Monica Eaton was running an e-commerce business when she ran into every retailer’s nightmare: Visa and MasterCard had frozen hundreds of thousands of dollars of her funds and she could not fill orders for her customers.
The problem, according to the credit card companies, was too many disputed transactions, or chargebacks, many of them due to fraud. In learning how to deal with the chargebacks at her own company, Eaton-Cardone became an expert in the complexities of the process, and developed technology to help merchants avoid them. She commercialized that technology through Chargebacks911, a Clearwater company she founded to help retailers recover money lost to chargebacks.
In addition to serving as chief operating officer at Chargebacks911, she recently took on a second role as chief information officer at Chargebacks’s parent company, Global Risk Technologies, also in Clearwater, which works with banks and credit card processors worldwide to reduce chargebacks.
“I’ve been on both sides of the fence. There tends to be a lot of fingerpointing between consumers and their banks, and the merchants and their banks,” Eaton-Cardone said. “There’s a perception there’s a lot of conflict but the reality is all these parties want the same thing – an efficient and well-balanced process that’s fair.”
Chargebacks occur when a credit or debit card transaction is disputed, either by the cardholder or by the issuing bank on the cardholder’s behalf. Some chargebacks are legitimate, such as when a customer wants a refund because a purchase was not authorized or the goods or service they purchased were not delivered on time, or the goods were damaged. Other chargebacks are fraudulent; for instance, a customer could receive the purchased items, but claim they did not and dispute the charge, and if the merchant doesn’t fight back, the customer gets the item for free.

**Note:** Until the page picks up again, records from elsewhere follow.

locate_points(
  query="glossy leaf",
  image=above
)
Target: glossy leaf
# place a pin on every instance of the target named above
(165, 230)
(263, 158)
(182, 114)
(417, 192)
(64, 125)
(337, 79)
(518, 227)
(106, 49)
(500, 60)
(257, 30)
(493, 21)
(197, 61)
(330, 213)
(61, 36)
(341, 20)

That’s known as “friendly fraud,” and it’s especially prevalent in online transactions, which have more than doubled in the United States since 2009. It’s also become an international problem, up 41 percent since 2013 in the United Kingdom alone, Eaton-Cardone said.
“The U.S. had ruled the marketplace in e-commerce growth until 2014. Now e-commerce in the U.K., China and other countries is growing much faster and banks are not prepared for that growth,” she said.

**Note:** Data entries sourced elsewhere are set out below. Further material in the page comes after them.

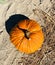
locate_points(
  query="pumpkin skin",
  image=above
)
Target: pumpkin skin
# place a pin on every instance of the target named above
(27, 36)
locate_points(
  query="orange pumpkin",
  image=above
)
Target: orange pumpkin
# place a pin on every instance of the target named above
(27, 36)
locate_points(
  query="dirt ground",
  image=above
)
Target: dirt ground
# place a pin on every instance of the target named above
(42, 11)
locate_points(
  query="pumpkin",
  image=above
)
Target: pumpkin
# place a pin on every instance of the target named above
(27, 36)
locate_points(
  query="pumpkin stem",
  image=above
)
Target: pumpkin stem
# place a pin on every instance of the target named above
(26, 32)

Most software systems designed to detect chargeback fraud analyze historical data. That’s good only if the system is dealing with stolen credit cards where the technology is not rapidly changing, she said.
“But the online marketplace is a rapidly changing environment. By the end of 2017, 75 percent of all digital transactions will be mobile,” she said. “Things change pace so rapidly that a solution that’s effective for chargeback fraud has to constantly change.”

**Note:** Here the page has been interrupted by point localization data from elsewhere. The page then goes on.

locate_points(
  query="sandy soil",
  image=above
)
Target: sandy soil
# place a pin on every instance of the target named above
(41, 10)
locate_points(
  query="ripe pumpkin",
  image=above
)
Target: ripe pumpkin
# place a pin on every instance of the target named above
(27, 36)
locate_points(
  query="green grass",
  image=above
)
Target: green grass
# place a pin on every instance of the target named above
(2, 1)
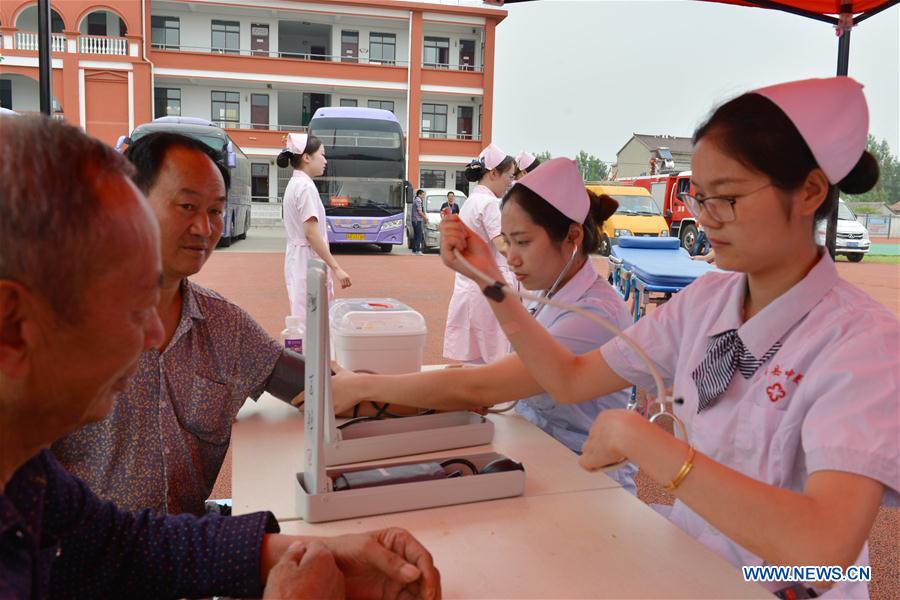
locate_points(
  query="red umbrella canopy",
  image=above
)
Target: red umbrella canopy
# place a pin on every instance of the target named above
(813, 8)
(822, 7)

That’s what Chargebacks911 and Global Risk Technologies offer – a solution designed for online transactions, she said. Global Risk Technologies plans to introduce the technology initially in Europe, followed by China and Australia.
The firm – headed by Gary Cardone, Monica’s husband – has been expanding. It currently has 350 staff members, including about 50 people at its Clearwater office. Others are at an office in New York, and it recently opened a location in Dublin.